Saturday, November 21, 2009

Sweet potato dressing

I like sweet potatoes, but I don't care for the recipes that make them even sweeter - such as the kind where marshmallows are melted on top, or where they're mashed with brown sugar. Just a matter of taste, obviously... Anyway, if you don't want your sweet potatoes too sweet, this recipe is just great. It can be eaten with turkey at Thanksgiving, or as a separate meal if you use enough sausage. Warning: all quantities are approximate, so adjust them according to taste.

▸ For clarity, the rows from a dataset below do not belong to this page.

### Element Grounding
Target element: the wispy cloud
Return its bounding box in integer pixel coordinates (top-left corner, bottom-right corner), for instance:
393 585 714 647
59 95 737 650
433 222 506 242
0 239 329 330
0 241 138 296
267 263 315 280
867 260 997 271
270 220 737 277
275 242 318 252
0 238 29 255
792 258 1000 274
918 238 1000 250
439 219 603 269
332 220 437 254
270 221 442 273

2 or 3 large sweet potatoes

Pork or turkey sausage, anything from a half pound to a pound. I usually use breakfast sausage, but I've heard Italian sausage works well. If I can't find the sausage meat in bulk, I squeeze it out of the casings.

Butter or oil

1 onion,  3 or 4 celery stalks, 1 green and 1 red bell pepper, all diced

Parsley, chopped.

Bread crumbs, the coarse kind used for stuffings and dressings, or you can make your own with fresh or stale bread and add salt, pepper, sage and other herbs to taste.

Bake the sweet potatoes until done. Saute the onions and sausage meat, then add and saute the celery and peppers. Add butter or oil as needed. Peel and mash the sweet potatoes and mix in the meat and vegetables. Add bread crumbs to taste (the more bread crumbs, the drier the dressing). Season to taste. Add a little water if needed, or cover with foil. Bake in a 9x13 pan (or whatever size seems right) at 350 degrees (medium oven) for about half an hour.


Sunday, November 1, 2009

Butter tarts, not butter pie

Butter pie is on the back burner for now. Not that I've given it up: if the Internet fails me, I may go all the way to Lancashire and a Preston North End football game to find out what butter pie is really supposed to be like.

Butter tarts, now: they're a Canadian specialty. When I was a kid, we always had them at Christmas. I hadn't had them for years, but what made me start thinking about butter tarts again was the Surrey International Writers' Conference, held every fall in Surrey, BC. I went two years in a row. It's a great multi-genre conference, not too big, not too small. I had a great time, but the highlight of the conference both times (for me) was the butter tarts. There were trays of them on the dessert table, and since the American attendees, by and large, didn't know what they were, that left more for those in the know, such as me.

And then, on another trip out west, I found the World's Best Butter Tarts, served at a cool little bakery/café. I don't remember the name of the café, and I think it was in Lillooet, which is a small town north of the famous Whistler ski area, but I can't say for sure.

All of which led to a major case of butter-tart homesickness, so I got a recipe from my sister and tried making them myself. Miracle of miracles, they worked! I gorged myself on them for several days. Here goes:

Pans: My mother used tart pans. I couldn't find any, so I used both mini and medium muffin tins. Both worked fine.

Pastry: You can make your own, or buy pre-made tartlets or pre-rolled pie pastry which you cut to fit the tart or muffin pans. I did the lazy version of make your own. I used a recipe from my old, battered, and very reliable Joy of Cooking. It's called Quick and Easy Pie Crust. You don't have to roll it out – you just pat it into the pans. My butter tarts didn't look all that gorgeous, but they tasted great.

1 egg, beaten
1/3 cup softened butter
1 cup brown sugar
2 Tablespoons milk
1/2 cup raisins
1 teaspoon vanilla

Mix the ingredients together and fill the pastry-lined muffin or tart pans about 2/3 full. Actually, they'll take a bit more than that, but if you over-fill them, the filling bubbles over and may burn. It still tastes good, though.

Bake at 450 degrees for 8 minutes, then at 350 degrees for 15 to 20 minutes. The recipe is supposed to make 12 to 15 tarts. I got a dozen minis plus nine mediums.

As my sister advised me – enjoy, but not all of them at once!